According to Alphaserve CEO Arup Das, the company was hearing rumblings from law firms that a shortage of talent and preponderance of costs were keeping plans to roll out new legal service tools like AI confined to paper.

“We're seeing a big gap in the strategy and execution. Firms are having trouble executing these strategies around innovation, and there's a definitely a need for the market,” Das said.

Alphaserve created an innovation team staffed by software engineers, legal professionals and data scientists and analysts that can help law firms develop a plan for the implementation and maintenance of new technologies. The Alphaserve team is also offering to identify and circumnavigate some of those issues.

“If they don't have [a plan], we're helping them to get over the hurdle by doing things like workshops around the ideas and making them see through our experience what's possible in terms of their different areas of innovation,” Das said.

Alphaserve has built a cozy niche for itself plugging the gaps found inside law firms struggling to catch up with a digital world. In December 2017, the company launched a cybersecurity consulting and monitoring service geared towards supplementing a practice's existing technology support systems.
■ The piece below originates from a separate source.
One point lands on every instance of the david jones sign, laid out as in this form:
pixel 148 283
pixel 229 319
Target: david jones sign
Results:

The month prior, Alphaserve launched a legal innovation consulting group that helps clients deploy solutions touching on everything from contracts to compliance.

Now they've moved on to execution, which in some cases, is easier said than done. Cultural adoption, for instance,  usually poses the biggest challenge. Getting a plan on paper or even flourishing it with an actual strategy can be an exercise in futility if the workplace ecosystem isn't primed to accept the changes.
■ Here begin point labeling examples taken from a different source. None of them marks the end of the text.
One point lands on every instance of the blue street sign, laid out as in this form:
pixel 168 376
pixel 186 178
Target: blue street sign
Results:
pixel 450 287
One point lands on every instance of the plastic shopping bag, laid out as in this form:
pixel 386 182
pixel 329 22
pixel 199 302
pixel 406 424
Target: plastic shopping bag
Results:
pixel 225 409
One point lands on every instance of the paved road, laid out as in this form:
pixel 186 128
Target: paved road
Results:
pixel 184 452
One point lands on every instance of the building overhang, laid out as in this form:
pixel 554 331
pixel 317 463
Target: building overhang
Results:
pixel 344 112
The stratified culture of an average law firm, where employees work across a variety of departments ranging from litigation to cybersecurity, exacerbates some of those issues.

“So how do you bring the teams together and create a center of excellence? It's very, very challenging,” Das said.

The size of that challenge might correspond with the size of the firm. Larger practices could feasibly create entire in-house teams devoted to implementing and overseeing the innovation of new technology or procedures.

While Alphaserve won't be turning that business away at the door, Das sees mid-sized firms operating from the confines of a strict budget as a natural fit for their business model.

“Some of the larger firms in the Am Law 10, they're building teams of people, right? So they're a little bit ahead of this curve right now. But the adoption model has to come with the hollow middle at the tail. … And I think that's what the purpose is going to be for us,” Das said.